Considering both the huge sums of money set aside under the Higher Education Act to insure student loans and the clearly stated public purpose for the same, this Court in applying the standard enunciated in the cases above, for determining sovereign versus *284 proprietary capacity, is required to hold that the facts of the instant case can reflect none other than the government's acting in its sovereign capacity to provide a public benefit. Therefore, the defendants, having been deemed to have acted in their sovereign capacity, as a matter of law cannot be estopped by the acts of their agents.[4]

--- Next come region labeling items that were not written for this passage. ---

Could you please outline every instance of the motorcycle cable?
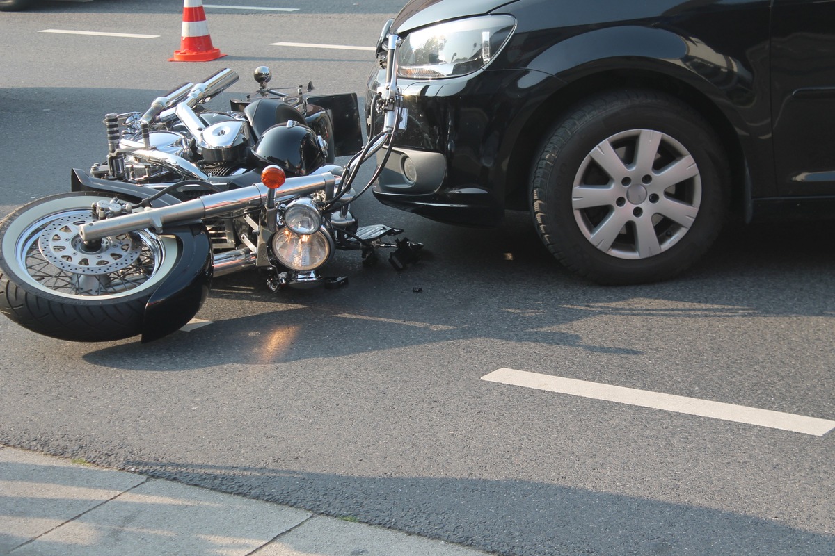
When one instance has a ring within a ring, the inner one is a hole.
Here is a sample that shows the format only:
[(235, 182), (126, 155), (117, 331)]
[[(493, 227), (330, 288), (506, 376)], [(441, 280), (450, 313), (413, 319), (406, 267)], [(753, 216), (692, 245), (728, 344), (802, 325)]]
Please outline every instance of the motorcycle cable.
[[(374, 182), (376, 182), (377, 179), (380, 178), (380, 174), (382, 173), (382, 169), (386, 168), (386, 164), (388, 163), (388, 158), (392, 155), (392, 151), (394, 150), (394, 138), (397, 134), (397, 128), (400, 126), (399, 103), (395, 107), (395, 110), (397, 112), (394, 118), (394, 128), (389, 133), (388, 146), (386, 148), (386, 153), (383, 155), (382, 160), (380, 162), (380, 163), (377, 164), (377, 169), (374, 170), (374, 174), (371, 177), (371, 179), (368, 180), (368, 183), (366, 184), (364, 188), (362, 188), (362, 191), (357, 193), (357, 196), (354, 198), (359, 198), (361, 195), (362, 195), (365, 192), (368, 190), (368, 188), (373, 185)], [(383, 133), (384, 133), (385, 132), (383, 132)]]
[[(381, 96), (381, 93), (378, 93), (377, 96)], [(374, 100), (375, 101), (377, 100), (376, 97), (375, 97)], [(388, 140), (387, 140), (388, 145), (386, 148), (386, 153), (385, 153), (385, 155), (382, 158), (382, 161), (377, 165), (377, 169), (374, 171), (374, 174), (372, 176), (371, 179), (368, 180), (368, 183), (366, 184), (366, 186), (364, 188), (362, 188), (362, 189), (360, 191), (360, 193), (358, 193), (354, 197), (354, 198), (359, 198), (361, 195), (362, 195), (363, 193), (365, 193), (366, 191), (368, 190), (368, 188), (370, 188), (374, 183), (374, 182), (376, 182), (377, 179), (379, 179), (380, 174), (382, 173), (382, 169), (386, 167), (386, 164), (388, 163), (388, 158), (389, 158), (389, 157), (392, 154), (392, 151), (394, 149), (394, 138), (395, 138), (395, 136), (397, 135), (397, 128), (398, 128), (398, 127), (400, 125), (400, 115), (401, 114), (400, 114), (400, 104), (399, 103), (395, 107), (395, 110), (396, 110), (396, 118), (395, 118), (395, 120), (394, 120), (394, 129), (392, 129), (391, 131), (391, 133), (388, 133), (388, 135), (389, 135), (389, 138), (388, 138)], [(348, 175), (347, 178), (342, 180), (342, 184), (340, 187), (340, 191), (334, 197), (334, 198), (331, 202), (331, 203), (328, 204), (325, 208), (326, 212), (327, 210), (330, 210), (331, 208), (332, 207), (332, 205), (337, 201), (338, 201), (340, 198), (342, 198), (345, 195), (345, 193), (347, 193), (348, 191), (350, 191), (351, 186), (353, 185), (354, 178), (356, 178), (356, 175), (357, 175), (357, 171), (359, 170), (359, 167), (362, 166), (362, 163), (365, 161), (365, 158), (368, 155), (368, 151), (371, 149), (372, 145), (373, 145), (378, 140), (380, 140), (381, 138), (382, 138), (386, 134), (387, 134), (386, 132), (381, 132), (381, 133), (377, 133), (376, 136), (374, 136), (374, 138), (369, 139), (368, 143), (366, 143), (366, 146), (362, 148), (362, 151), (361, 151), (357, 154), (355, 154), (351, 158), (351, 160), (348, 162), (347, 165), (346, 166), (346, 168), (351, 168), (351, 170), (349, 171), (349, 175)], [(357, 168), (352, 168), (352, 165), (353, 164), (354, 161), (357, 160), (357, 158), (359, 159), (360, 163), (357, 166)]]
[(209, 182), (204, 182), (200, 179), (187, 179), (182, 182), (177, 182), (176, 183), (172, 183), (169, 186), (163, 188), (162, 189), (154, 193), (150, 197), (146, 197), (145, 198), (142, 199), (142, 201), (140, 201), (139, 203), (137, 203), (135, 204), (131, 204), (130, 208), (131, 210), (139, 208), (140, 207), (147, 207), (149, 208), (151, 207), (151, 203), (156, 201), (163, 195), (166, 195), (171, 193), (172, 191), (175, 191), (185, 185), (202, 185), (205, 188), (211, 189), (216, 193), (221, 193), (223, 191), (223, 189), (221, 189), (220, 188), (217, 187), (214, 183), (210, 183)]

V. NO EXPRESS WAIVER OF THE REGULATION
Plaintiff contends in Count Three of his complaint as amended that the words "unless expressly provided for" contained in 45 C.F.R. § 177.42(b) allow for the Commissioner to waive the regulation found to be violated in the instant case. Furthermore, "plaintiff contends that the individual and collective actions of the defendants and their agents constituted such an express exception."
This Court rules that the language in the regulation, to-wit, "unless expressly provided for" is not satisfied by proof of conduct upon the part of the Commissioner or his agents from which it might be reasonably assumed that a waiver was made. On the other hand, only an express statement by the Commissioner that the regulation is being waived would satisfy the language "unless expressly provided for." However, plaintiff has not alleged either in his complaint as amended, or in his motion for summary judgment, or in his opposition to defendants' motion for summary judgment, that the Commissioner expressly made such statement. On the other hand, plaintiff contends that the conduct of "the defendants and their agents" satisfies the language "unless expressly provided for."

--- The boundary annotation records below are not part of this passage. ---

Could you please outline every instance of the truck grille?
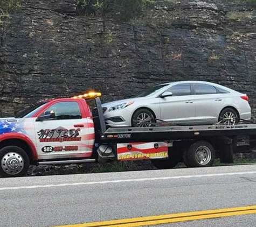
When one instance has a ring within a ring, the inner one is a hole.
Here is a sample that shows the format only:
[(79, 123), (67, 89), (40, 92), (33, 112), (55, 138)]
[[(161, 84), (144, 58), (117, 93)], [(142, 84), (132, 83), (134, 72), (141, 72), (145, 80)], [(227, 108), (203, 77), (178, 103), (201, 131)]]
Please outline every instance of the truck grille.
[[(103, 113), (104, 113), (106, 112), (106, 110), (107, 110), (107, 108), (106, 107), (103, 107), (102, 108)], [(98, 116), (98, 110), (97, 110), (96, 108), (94, 108), (92, 110), (92, 115), (93, 116), (93, 117), (96, 117)]]

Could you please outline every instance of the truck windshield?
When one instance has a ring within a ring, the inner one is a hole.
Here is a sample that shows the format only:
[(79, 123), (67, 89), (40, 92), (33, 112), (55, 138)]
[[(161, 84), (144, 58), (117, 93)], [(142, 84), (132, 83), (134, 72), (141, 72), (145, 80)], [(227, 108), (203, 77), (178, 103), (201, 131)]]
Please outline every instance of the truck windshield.
[(160, 89), (163, 88), (164, 87), (168, 86), (169, 84), (161, 84), (154, 86), (153, 88), (149, 88), (148, 90), (142, 91), (141, 93), (140, 93), (139, 95), (134, 96), (135, 97), (146, 97), (148, 95), (154, 95), (154, 93), (158, 91)]
[(34, 104), (25, 110), (22, 110), (18, 111), (15, 117), (17, 118), (27, 118), (31, 117), (35, 112), (37, 112), (42, 108), (48, 102), (40, 102)]

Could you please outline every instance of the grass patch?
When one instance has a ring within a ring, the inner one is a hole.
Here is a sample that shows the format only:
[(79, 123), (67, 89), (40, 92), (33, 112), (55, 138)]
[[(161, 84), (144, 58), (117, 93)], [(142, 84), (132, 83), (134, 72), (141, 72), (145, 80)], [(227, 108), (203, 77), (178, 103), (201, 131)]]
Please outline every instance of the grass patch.
[(20, 0), (0, 0), (0, 25), (11, 17), (10, 13), (20, 9)]
[(20, 9), (20, 0), (1, 0), (0, 10), (3, 12), (11, 12)]
[(105, 164), (98, 164), (92, 169), (91, 173), (107, 173), (127, 171), (128, 170), (129, 167), (127, 162), (119, 161)]
[(218, 61), (219, 59), (219, 56), (218, 56), (217, 54), (212, 54), (209, 57), (209, 61), (212, 62), (213, 61)]

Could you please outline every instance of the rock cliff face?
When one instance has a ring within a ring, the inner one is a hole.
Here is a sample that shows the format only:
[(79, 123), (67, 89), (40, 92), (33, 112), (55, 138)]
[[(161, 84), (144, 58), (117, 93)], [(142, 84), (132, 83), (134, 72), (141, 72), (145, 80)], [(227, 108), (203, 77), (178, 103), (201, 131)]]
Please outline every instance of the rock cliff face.
[(76, 16), (73, 0), (21, 0), (0, 25), (0, 116), (38, 100), (100, 90), (104, 101), (153, 84), (203, 80), (256, 108), (256, 17), (224, 0), (158, 1), (118, 24)]

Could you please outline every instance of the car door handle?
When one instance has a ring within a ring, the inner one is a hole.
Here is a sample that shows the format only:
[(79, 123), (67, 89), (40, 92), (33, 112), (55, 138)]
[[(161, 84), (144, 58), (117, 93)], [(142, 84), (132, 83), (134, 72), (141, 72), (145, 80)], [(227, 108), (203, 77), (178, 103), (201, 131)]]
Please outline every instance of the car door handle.
[(84, 125), (83, 124), (74, 125), (74, 127), (82, 127), (84, 126)]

The Court disagrees with this contention. In the first place, as a matter of law conduct cannot be substituted for the regulation's requirement of an express waiver. Secondly, plaintiff has never asserted or argued that the Commissioner made such express statement. Thirdly, affidavits by Kenneth A. Kohl, Associate Commissioner, Office of Guaranteed Student Loans (Nov. 9, 1976) and Edwin B. Parker, III, Acting Associate Commissioner of Education, Office of Guaranteed Student Loans (Apr. 21, 1977) show that the Commissioner of Education has never delegated his authority to waive statutory or regulatory requirements to subordinate employees of the Office of Guaranteed Student Loans. Plaintiff has not submitted to this Court any sworn affidavits or evidence to rebut the above mentioned affidavits.
It appears to this Court that in the instant case there is no genuine issue of material fact and that defendants are entitled to Judgment as a matter of law.
WHEREFORE plaintiff's motion for Summary Judgment is denied, and defendants' prayers for Summary Judgment are GRANTED. The Clerk is hereby directed to enter Judgment in favor of the defendants, dismissing this action.
NOTES
[1] Plaintiff's complaint also seeks a declaratory judgment on the issue of whether or not disbursement of funds prior to the date of the "federally insured" stamp is improper.
[2] The applications.
[3] See defendants' memorandum supporting Motion to Reconsider, pages 3 and 4, dated November 17, 1976.
[4] Therefore the issue of whether or not defendants' agents were acting within the scope of their authority (if they did in fact approve of plaintiff's policy of "prior disbursement") need not be resolved by this Court since the government as a matter of law was acting in its sovereign capacity.